USA: l'actrice Allison Mack plaide coupable d'extorsion pour une secte
L'actrice américaine Allison Mack au tribunal fédéral de Brooklyn, le 9 janvier 2019Don EMMERT

L'actrice américaine Allison Mack a plaidé coupable d'extorsion lundi devant un juge fédéral de Brooklyn, en lien avec une secte dont elle est accusée d'avoir été l'une des responsables.

La reconnaissance de culpabilité ne porte que sur deux des sept chefs pour lesquels elle avait été inculpée.

La comédienne de 36 ans, qui fut l'un des personnages principaux de la série "Smallville" (2001-2011), échappe ainsi au procès de la secte qui doit s'ouvrir le 29 avril.

Elle demeure néanmoins passible d'un maximum de quarante ans de prison, soit vingt ans pour le chef d'association de malfaiteurs et vingt ans pour celui d'extorsion. Elle connaîtra sa peine le 11 septembre.

Le principal accusé du dossier est le gourou présumé Keith Raniere (58 ans) qui aurait constitué par le biais de trois organisations --dont les deux principales appelées Nxivm (prononcer Nexium) et "DOS"-- un cercle de plusieurs dizaines de femmes sous influence.

Toutes ces femmes s'étaient notamment engagées à avoir des relations sexuelles avec Keith Raniere au gré du gourou présumé.

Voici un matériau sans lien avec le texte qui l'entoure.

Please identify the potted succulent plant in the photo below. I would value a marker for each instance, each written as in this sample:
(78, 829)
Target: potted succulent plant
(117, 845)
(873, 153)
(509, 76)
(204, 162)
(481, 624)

Avant d'être acceptées comme "esclaves", les femmes devaient fournir divers éléments compromettants pour elles (photos, lettres, documents) que l'organisation se réservait le droit de rendre publics si elles essayaient de la quitter.

Elles devaient aussi subir un "marquage" consistant à tracer sur la peau des lettres, souvent les initiales de Raniere, à l'aide d'un stylo à cautériser qui brûlait les chairs.

La victime était maintenue immobile par d'autres femmes et chaque séance était filmée.

Selon l'acte d'accusation, Allison Mack est soupçonnée d'avoir joué un rôle actif dans le recrutement de membres ainsi que dans leur maintien sous influence.

Outre Raniere et Mack, l'un des personnages importants du dossier est Clare Bronfman, héritière de l'empire canadien des spiritueux Seagram.

Accusée d'avoir été l'une des cadres de l'organisation, Clare Bronfman aurait apporté, avec sa soeur Sara, plus de 100 millions de dollars de la fortune familiale à la secte.